Wednesday 16 November 2016

OUGD601 - Context of Practice 3: Research (4) Influential artists

 Vivienne Westwood and her boyfriend McLaren were renown for their distorted customisations such as rips, zips, studs, badges and armbands were now being used as a political statement on the street. These clothes had something to say – they carried slogans, not logos.


Punk fashion became even more politicised and ‘street punk’ creating the image of punk we now all remember: mohawks, studded chokers, tattooes, Dr. Martens boots and tartan. 

This is a pair of gay cowboys designed by  Vivienne Westwood in the mid-1970s. This t-shirt created a massive fuss in the 1970’s.
Two cowboys, naked from the waist down, with their genitalia out. 

The idea was to make clothes look wrong. The shock tactics of using images of inverted crucifixes, swastikas, porn and naked cowboys caused an outrage at the time.


It is important to notice that it was the quality of the image, but rather, the image’s message/meaning. At a time where no one came out as gay this was this was a way of trying to blurr the boundaries that punk did so well in. 
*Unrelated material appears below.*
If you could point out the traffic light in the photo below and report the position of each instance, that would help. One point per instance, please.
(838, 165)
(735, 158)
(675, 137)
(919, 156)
Another design  by Vivienne Westwood, comes more recently where Terry Jones is seen wearing a Save the Arctic T-shirt. 

Westwood said that communicating the threat of climate change had become her priority and so she is keen to promote Greenpeace’s work to protect the Arctic.
The tools and processes artists and designers use for producing artwork have become just as important, if not, key, to articulating meaning. Artists and designers are now interested in the mechanics of how art is composed and becomes significant as “art”.


It is also important to highlight Barbara Kruger, who uses words and images to express her opinion. 
Kruger’s work has become more relevant when the rise of online shopping and advertising has left consumers inundated by words that become meaningless in their ubiquity. 

What Kruger says is that she only uses words and images to express herself because she thinks that words and images have lost meaning because of how much they are seen everyday. By using slogans and images she is bringing back the meaning behind these words. 

The words ‘I shop therefore I am’ now have a meaning which Selfridges used to  comments on our ‘conspicuous consumption’ showing the consumer that they are aware that we over-consume and that our behaviour changes.